Archived Story

Billi Gordon, 500 pounds lighter, writing autobiography

Published 5:24pm Wednesday, May 10, 2006

By Staff
After concluding an intensive internship at the UCLA School of Medicine Department of Digestive Diseases in the Brain Imaging Core of the Neuroenteric Disease Program, Sept. 15, 2004, Wilbert Anthony Gordon Jr., a 1972 graduate of Dowagiac Union High School, (better known to local residents as Billi Gordon), successfully defended his doctoral dissertation.
Subsequently Gordon earned his doctorate in integrative behavioral neuroscience two years ago, Nov. 1, 2004.
On Dec. 1, 2004, Dr. Gordon received an academic and medical appointment in the Department of Psychiatry (Neuropsychiatric Institute) at the David Geffen School of Medicine at UCLA.
Dr. Gordon utilizes echo planar functional magnetic resonance imaging (fMRI) technology to conduct research establishing the biological bases for human behavior. He is under the direction of Mark S. Cohen, Ph.D., who came to UCLA from Harvard University more than a decade ago.
On Dec. 7, 2004, Dr. Gordon was chosen by the UCLA Office of the Ombuds to chair the Advisory Committee on Diversity in Medicine.
In the two years that have followed, Gordon's unique perspective on life, which he largely attributes to being born and raised in “one of the greatest towns in America,” has translated into an unprecedented change in Diversity in Medicine.
Therefore, Gordon has worked to make the Geffen School of Medicine at UCLA be the first tier-one medical school in the United States to broaden the definition of diversity to include “Euro-Americans.”
For those of us who have known Dr. Gordon as “Billi” and watched his career as a television and film writer and actor, this new endeavor seems diametrically opposite to his previous career.
Gordon's performance credits include “Coming to America” with Eddie Murphy and “Married with Children,” “Women in Prison” and a considerably less mainstream but equally stellar modeling career.
“It was a mid-life crisis thing,” Dr. Gordon jokes regarding the unusual turn of events in his life. “The conventional mid-life crisis is a sports car and a blonde; but I've had a sports car and been married to a blonde for 18 years, so I opted for a Ph.D. in neuroscience. It's just as twisted and costly.”

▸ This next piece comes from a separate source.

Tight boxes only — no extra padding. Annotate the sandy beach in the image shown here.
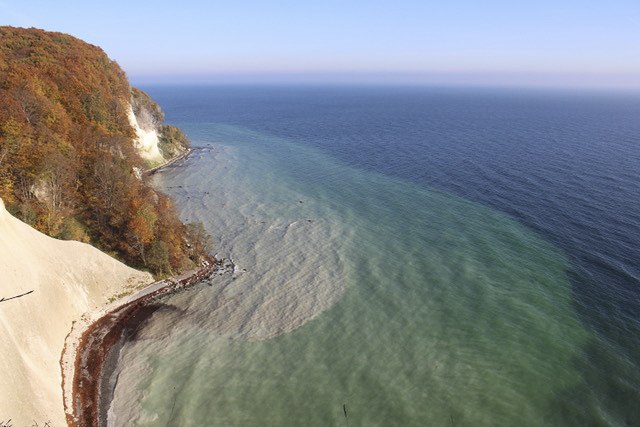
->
[61,258,228,426]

The fact of the matter, Dr. Gordon has explained in previous interviews, was that he wanted to teach fellow television and film writers about the neurobiological implications of broadcast media on neuroplasticity to promote responsible television broadcasting.

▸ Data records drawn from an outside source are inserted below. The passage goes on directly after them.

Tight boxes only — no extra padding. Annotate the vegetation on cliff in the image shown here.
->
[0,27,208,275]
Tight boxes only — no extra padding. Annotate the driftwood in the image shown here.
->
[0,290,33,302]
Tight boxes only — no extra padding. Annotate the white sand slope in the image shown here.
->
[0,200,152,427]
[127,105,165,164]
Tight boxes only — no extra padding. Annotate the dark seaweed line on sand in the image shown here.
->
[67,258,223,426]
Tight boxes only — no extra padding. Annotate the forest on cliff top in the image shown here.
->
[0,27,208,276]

To do this effectively, Gordon says matter-of-factly, “I needed some letters after my name, so I decided to get a Ph.D. in neuroscience. Beyond any doubt, it was the most difficult endeavor I have ever undertaken in my life. It almost killed me, and at times, between the pressures of a obtaining a terminal degree in neuroscience, with the added difficulties and stressors associated with caring for my late mother who at that time was non-ambulatory and in the end-stages of life, I thought it would kill me. But if you're not ready to die, you're not ready to live, I believe,” says Dr. Gordon. “Besides, I am lucky to come from a great place like Dowagiac. It makes all the difference in the world.”

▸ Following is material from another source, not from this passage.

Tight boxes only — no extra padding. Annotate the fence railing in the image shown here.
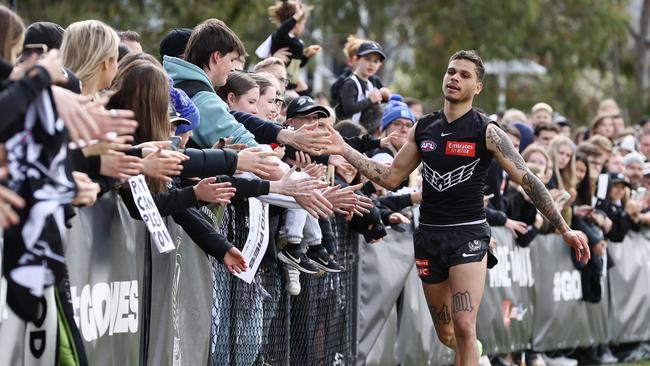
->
[0,193,650,366]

Dr. Gordon's duties as chair of the Advisory Committee for Collective Concerns in Medicine has included designing curriculum for medical students and residents that Gordon describes in the following terms: “It has been about teaching doctors that they are humans first, and physicians second. Additionally, while allopathic medicine is a science, human healing is an art, and true intervention into disease states must be a cohort of both.”
Also among Gordon's research interest is the body abandonment as a survival response to sustained exposure to terror caused by suppression of fear caused by severe early-life trauma.
During his tenure, at UCLA, Dr. Gordon intends to work with several institutes at the National Institute of Health (NIH) in Washington, D.C., including the National Institute of Mental Health, The National Institute of Drug Abuse, The National Institute of Aging, The National Institute of Heart and Lung, The National Institute of Digestive Disease and Kidney and the National Institute of Integrative Medicine in establishing the first multiplex medical resource center in South Central Los Angeles, which will combine a research/clinical and training facility in LA's inner city aimed at creating the first facility where an ongoing longitudinal dialogue between research and clinical care in tandem with developing and training strategies to decrease health care disparity.
Dr. Gordon will also seek to achieve his original goal, i.e., providing training for television and film writers in the neurobiological implications of broadcast media on cognitive load and the developing human brain.
Speaking of media, as might be expected, Billy Gordon's autobiography is in the works.
The book, whose working title is, “The Gift of Rage,” is entertaining bids from several major publishing companies on Madison Avenue according to Gordon's literary representation at the William Morris Agency.
The film version is much closer to conclusion.
It is being produced by Dan Pyne, veteran Hollywood screenwriter/producer whose credits include “Any Given Sunday,” “Sum of All Fears,” “Manchurian Candidate” and “Pacific Heights.”